Automatic item generation can rapidly generate large volumes of exam items, but this creates challenges for assembly of exams which aim to include syntactically diverse items. First, we demonstrate a diminishing marginal syntactic return for automatic item generation using a saturation detection approach. This analysis can help users of automatic item generation to generate more diverse item banks. We then develop a pipeline that uses an unsupervised machine learning method for partitioning of a large, automatically generated item bank into syntactically distinct clusters. We explore applications to test assembly and conclude that machine learning methods can provide utility in harnessing the large datasets achievable by automatic item generation.
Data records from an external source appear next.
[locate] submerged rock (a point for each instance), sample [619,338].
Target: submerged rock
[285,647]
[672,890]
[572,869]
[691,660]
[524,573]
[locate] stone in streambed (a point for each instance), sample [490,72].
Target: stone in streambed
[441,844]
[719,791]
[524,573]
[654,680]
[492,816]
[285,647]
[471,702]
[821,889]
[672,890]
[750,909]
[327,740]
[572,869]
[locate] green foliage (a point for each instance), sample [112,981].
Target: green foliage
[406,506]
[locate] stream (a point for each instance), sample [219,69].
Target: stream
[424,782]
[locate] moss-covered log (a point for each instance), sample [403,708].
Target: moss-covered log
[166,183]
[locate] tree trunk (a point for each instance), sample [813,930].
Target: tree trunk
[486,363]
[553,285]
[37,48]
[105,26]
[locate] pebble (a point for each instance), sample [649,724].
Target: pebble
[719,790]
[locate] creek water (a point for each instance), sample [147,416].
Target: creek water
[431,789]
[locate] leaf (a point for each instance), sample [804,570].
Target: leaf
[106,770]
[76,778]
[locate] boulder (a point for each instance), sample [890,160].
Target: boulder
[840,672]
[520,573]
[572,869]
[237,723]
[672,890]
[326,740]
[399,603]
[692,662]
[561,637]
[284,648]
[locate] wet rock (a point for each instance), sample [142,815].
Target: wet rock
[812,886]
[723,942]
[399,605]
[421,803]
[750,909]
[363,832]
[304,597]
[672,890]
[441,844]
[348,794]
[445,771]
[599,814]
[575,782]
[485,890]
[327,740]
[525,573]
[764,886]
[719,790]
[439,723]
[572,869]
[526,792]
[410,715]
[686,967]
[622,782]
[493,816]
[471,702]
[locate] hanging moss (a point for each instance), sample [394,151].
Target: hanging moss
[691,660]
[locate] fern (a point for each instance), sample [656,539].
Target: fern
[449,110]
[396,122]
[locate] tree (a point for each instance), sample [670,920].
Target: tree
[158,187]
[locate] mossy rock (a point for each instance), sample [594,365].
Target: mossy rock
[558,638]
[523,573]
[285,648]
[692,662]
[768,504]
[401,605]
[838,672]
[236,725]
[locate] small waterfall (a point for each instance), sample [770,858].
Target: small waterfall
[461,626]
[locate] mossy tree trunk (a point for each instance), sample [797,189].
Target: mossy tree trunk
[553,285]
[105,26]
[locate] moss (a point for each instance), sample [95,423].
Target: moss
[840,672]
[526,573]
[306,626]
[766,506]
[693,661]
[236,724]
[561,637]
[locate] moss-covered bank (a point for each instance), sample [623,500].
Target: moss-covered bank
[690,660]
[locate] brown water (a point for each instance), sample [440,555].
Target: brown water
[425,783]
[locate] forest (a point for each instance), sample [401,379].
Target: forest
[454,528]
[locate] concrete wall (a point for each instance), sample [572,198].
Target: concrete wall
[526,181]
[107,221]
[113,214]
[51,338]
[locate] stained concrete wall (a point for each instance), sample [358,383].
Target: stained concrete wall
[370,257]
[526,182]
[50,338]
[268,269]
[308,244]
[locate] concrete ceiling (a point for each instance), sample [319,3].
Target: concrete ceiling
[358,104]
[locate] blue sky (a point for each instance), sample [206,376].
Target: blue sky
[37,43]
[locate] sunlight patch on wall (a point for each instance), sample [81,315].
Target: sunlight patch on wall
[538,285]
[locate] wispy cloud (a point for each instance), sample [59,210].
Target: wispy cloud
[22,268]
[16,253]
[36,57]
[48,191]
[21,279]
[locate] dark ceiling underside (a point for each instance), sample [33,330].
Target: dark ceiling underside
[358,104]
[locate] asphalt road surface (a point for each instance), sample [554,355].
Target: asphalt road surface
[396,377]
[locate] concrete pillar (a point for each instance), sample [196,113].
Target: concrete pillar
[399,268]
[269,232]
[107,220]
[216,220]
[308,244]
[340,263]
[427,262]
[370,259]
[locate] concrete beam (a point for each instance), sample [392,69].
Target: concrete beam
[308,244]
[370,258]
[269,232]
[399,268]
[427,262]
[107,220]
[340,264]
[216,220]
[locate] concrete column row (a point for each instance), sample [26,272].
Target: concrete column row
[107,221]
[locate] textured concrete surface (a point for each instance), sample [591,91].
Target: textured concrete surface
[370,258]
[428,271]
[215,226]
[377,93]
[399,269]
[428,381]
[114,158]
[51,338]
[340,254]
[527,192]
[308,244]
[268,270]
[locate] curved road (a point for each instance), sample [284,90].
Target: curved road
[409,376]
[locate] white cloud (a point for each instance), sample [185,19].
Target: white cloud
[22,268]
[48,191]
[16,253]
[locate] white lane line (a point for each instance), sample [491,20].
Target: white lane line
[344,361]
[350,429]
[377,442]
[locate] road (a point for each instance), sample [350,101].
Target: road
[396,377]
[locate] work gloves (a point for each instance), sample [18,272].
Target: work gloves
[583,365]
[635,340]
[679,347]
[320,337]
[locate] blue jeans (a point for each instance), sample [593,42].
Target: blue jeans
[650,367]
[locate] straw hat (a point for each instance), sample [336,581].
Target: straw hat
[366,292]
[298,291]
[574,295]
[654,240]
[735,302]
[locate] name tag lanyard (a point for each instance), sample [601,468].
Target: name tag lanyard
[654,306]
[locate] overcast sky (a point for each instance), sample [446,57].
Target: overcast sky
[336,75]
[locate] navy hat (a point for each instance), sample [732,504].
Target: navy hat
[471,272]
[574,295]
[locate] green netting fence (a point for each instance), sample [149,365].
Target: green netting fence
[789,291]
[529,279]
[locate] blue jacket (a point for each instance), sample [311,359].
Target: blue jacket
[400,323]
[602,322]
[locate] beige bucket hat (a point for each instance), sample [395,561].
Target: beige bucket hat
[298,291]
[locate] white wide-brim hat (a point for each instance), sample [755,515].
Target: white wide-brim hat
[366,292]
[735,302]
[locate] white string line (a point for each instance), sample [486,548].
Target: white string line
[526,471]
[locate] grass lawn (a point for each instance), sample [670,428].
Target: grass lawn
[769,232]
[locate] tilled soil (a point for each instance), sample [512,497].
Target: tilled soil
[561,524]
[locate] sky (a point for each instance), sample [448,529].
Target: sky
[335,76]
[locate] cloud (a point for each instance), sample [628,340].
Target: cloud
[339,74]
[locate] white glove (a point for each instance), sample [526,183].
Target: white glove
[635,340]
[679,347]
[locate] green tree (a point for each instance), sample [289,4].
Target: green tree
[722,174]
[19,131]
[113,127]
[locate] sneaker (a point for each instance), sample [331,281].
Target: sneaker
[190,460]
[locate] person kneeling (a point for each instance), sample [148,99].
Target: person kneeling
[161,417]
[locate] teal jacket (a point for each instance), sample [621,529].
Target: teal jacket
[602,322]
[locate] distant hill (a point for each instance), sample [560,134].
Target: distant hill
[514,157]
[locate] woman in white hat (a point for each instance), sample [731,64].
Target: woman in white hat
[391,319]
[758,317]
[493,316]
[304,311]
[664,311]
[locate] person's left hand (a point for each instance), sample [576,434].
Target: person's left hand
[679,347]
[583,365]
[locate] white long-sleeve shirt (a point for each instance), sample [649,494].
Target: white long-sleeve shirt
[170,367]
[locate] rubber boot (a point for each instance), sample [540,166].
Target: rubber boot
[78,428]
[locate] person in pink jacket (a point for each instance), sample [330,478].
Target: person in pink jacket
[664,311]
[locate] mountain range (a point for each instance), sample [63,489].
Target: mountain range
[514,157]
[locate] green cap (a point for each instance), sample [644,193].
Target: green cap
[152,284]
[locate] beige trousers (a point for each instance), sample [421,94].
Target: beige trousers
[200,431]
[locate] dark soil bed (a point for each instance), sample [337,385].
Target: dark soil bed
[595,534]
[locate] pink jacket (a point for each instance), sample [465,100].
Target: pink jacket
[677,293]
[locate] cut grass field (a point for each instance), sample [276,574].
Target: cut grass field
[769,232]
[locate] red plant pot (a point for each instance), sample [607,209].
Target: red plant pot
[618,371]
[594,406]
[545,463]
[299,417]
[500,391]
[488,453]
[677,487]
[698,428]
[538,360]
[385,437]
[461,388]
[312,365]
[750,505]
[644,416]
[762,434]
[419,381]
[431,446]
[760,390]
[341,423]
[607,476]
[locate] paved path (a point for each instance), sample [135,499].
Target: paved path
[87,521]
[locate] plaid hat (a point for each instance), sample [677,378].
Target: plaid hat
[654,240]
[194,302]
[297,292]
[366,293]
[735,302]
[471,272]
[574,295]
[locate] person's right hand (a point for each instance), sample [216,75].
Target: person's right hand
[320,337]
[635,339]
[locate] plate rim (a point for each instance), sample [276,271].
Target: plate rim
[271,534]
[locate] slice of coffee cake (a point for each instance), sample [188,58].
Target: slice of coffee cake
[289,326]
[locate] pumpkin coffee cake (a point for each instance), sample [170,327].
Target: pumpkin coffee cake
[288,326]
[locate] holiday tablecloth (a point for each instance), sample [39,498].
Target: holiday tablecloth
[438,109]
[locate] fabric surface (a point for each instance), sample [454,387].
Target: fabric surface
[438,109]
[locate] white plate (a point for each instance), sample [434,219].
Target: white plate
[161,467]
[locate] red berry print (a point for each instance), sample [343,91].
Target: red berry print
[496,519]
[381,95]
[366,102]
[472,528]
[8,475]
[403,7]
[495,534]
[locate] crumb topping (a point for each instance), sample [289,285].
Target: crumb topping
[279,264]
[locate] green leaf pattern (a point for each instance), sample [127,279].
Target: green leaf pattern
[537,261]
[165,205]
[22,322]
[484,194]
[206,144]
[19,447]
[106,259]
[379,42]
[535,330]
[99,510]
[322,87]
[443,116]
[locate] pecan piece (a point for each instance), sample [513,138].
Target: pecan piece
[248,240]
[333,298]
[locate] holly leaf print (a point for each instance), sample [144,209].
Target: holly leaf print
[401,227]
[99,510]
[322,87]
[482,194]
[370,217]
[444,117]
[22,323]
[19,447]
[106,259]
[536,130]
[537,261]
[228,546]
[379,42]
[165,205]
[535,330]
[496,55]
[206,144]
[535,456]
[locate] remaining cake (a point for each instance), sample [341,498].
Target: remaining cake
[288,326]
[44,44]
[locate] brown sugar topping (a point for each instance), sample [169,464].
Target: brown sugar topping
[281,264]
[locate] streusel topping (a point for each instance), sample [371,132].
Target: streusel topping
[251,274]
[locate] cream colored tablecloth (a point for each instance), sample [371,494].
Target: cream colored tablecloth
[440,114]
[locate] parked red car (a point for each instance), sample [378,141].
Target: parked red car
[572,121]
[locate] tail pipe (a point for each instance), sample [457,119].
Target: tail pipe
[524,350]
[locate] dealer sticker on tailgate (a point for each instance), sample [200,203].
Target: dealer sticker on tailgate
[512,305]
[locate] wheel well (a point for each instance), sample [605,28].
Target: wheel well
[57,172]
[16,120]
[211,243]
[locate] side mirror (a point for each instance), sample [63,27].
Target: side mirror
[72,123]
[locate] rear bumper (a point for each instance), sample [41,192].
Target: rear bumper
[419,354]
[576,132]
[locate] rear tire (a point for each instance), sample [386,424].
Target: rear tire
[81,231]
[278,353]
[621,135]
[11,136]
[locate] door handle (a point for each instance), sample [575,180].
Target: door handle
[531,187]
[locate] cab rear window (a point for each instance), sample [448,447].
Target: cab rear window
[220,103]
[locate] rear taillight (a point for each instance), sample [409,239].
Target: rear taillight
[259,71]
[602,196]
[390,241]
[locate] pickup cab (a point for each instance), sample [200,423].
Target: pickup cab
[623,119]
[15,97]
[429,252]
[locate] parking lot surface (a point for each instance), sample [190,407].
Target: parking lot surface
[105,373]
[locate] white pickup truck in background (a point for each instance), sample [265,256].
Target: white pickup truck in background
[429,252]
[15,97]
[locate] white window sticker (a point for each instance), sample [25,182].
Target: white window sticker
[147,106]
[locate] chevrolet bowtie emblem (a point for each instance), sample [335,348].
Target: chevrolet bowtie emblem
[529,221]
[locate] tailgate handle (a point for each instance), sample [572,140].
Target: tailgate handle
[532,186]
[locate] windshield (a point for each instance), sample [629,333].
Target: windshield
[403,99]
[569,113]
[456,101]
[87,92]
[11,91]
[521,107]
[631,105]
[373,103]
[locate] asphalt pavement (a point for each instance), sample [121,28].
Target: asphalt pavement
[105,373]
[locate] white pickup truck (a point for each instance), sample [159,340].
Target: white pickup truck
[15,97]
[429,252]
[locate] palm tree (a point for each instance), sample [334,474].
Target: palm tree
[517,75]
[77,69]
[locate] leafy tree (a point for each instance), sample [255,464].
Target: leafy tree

Educational Test Approaches:

When developing a digital test, one of the first decisions that need to be made is which type of Computer-Based Test (CBT) to develop. Six different CBT types are considered here: linear tests, automatically generated tests, computerized adaptive tests, adaptive learning environments, educational simulations, and educational games. The selection of a CBT type needs to be guided by the intended purposes of the test. The test approach determines which purposes can be achieved by using a particular test. Four different test approaches are discussed here: formative assessment, formative evaluation, summative assessment, and summative evaluation. The suitability of each CBT type to measure performance for the different test approaches is evaluated based on four test characteristics: test purpose, test length, level of interest for measurement (student, class, school, system), and test report. This article aims to provide some guidance in the selection of the most appropriate type of CBT.

Proficiency Classification and Violated Local Independence:


The purpose of this study was to examine the use of a misspecified calibration model and its impact on proficiency classification. Monte Carlo simulation methods were employed to compare competing models when the true structure of the data is known (i.e., testlet conditions). The conditions used in the design (e.g., number of items, testlet to item ratio, testlet variance, proportion of items that are testlet-based and sample size) reflect those found in the applied educational literature. Decision Consistency (DC) was high between the models, ranging from 91.5% to 100%. Testlet variance had the greatest effect on DC. An empirical example using PISA data with nine testlets is also provided for the consistency of pass/ fail decisions between the competing models.